Creation Node
- First edition cover
- Author: Stephen Baxter
- Language: English
- Genre: Science fiction
- Published: 21 September 2023
- Publisher: Victor Gollancz Ltd
- Publication place: United Kingdom
- Media type: Hard cover
- Pages: 442
- ISBN: 978-1-4732-2895-5

= Creation Node =

2023 novel by Stephen Baxter

Creation Node is a 2023 science fiction novel by British writer Stephen Baxter, first published in September 2023 in the United Kingdom by Victor Gollancz Ltd. The book is about the discovery of the hypothesised Planet Nine in the Oort cloud at the outer edge of the Solar System. Initially it is thought to be a black hole, but it is later revealed to be an artificial planet.

==Background==
Baxter said in an interview that the idea for Creation Node came from a book by SETI pioneer Carl Sagan in which Sagan suggested that if the universe has always existed and new stars are continually being created, there should be regions in space that are infinitely old.

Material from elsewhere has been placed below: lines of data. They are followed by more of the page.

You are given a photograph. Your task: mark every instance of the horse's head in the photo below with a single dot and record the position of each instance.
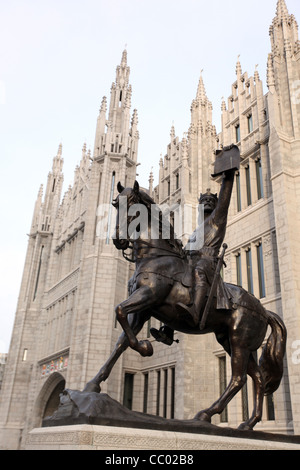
(127, 197)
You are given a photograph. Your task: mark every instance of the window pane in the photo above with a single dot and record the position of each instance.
(259, 180)
(261, 275)
(223, 385)
(128, 391)
(239, 269)
(250, 124)
(238, 133)
(249, 271)
(248, 185)
(238, 193)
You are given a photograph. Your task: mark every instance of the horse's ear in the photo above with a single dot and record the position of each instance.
(120, 187)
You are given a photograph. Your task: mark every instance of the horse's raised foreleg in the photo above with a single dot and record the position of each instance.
(259, 388)
(140, 300)
(239, 364)
(137, 322)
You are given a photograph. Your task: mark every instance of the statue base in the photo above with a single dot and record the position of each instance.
(93, 420)
(111, 438)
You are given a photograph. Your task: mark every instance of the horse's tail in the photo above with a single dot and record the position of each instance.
(271, 361)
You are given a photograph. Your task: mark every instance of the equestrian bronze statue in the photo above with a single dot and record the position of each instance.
(182, 287)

This led Baxter to ponder "what kind of creatures might live in such a place, and what they might want ..."

Baxter wrote in the "Afterword" of Creation Node that some of the ideas he used in the novel came from several sources, including:
- Project Daedalus, a 1970s study conducted by the British Interplanetary Society into the use of a fusion drive in an interstellar probe
- Scholtz, J. (2020). "What if Planet 9 is a Primordial Black Hole?"
- Hertog, Thomas (2023). "On the Origin of Time" – includes an exploration of Stephen Hawking's theories on black holes and the multiverse
- Carr, Bernard (2023). "Black holes from a Previous Universe"

==Plot summary==
Creation Node begins in 2255 when Earth has recovered from a series of climatic and ecological disasters. Humanity has split into three socio-political alliances, the Lunar Consortium who mine whatever resources they can find on the Moon and elsewhere, the Earth-based Conservers who prohibit the use of non-renewable resources, and the Earth World Government. A group of Conservers have discovered the hypothesised Planet Nine in the Oort cloud at the outer edge of the Solar System, four light-days from Earth. They left Earth 35 years ago in their solar powered craft, Shadow, and have found that Planet Nine appears to be a primordial black hole that is emitting Hawking radiation. Furthermore, the crew of Shadow discover that the radiation has structure, suggesting it may be a message. When they reflect the "message" back, the black hole changes into an Earth-like, but featureless quasi-planet. Two of the crew land on the "planet" to investigate and find a sentient feathered humanoid alien they name "Feathers".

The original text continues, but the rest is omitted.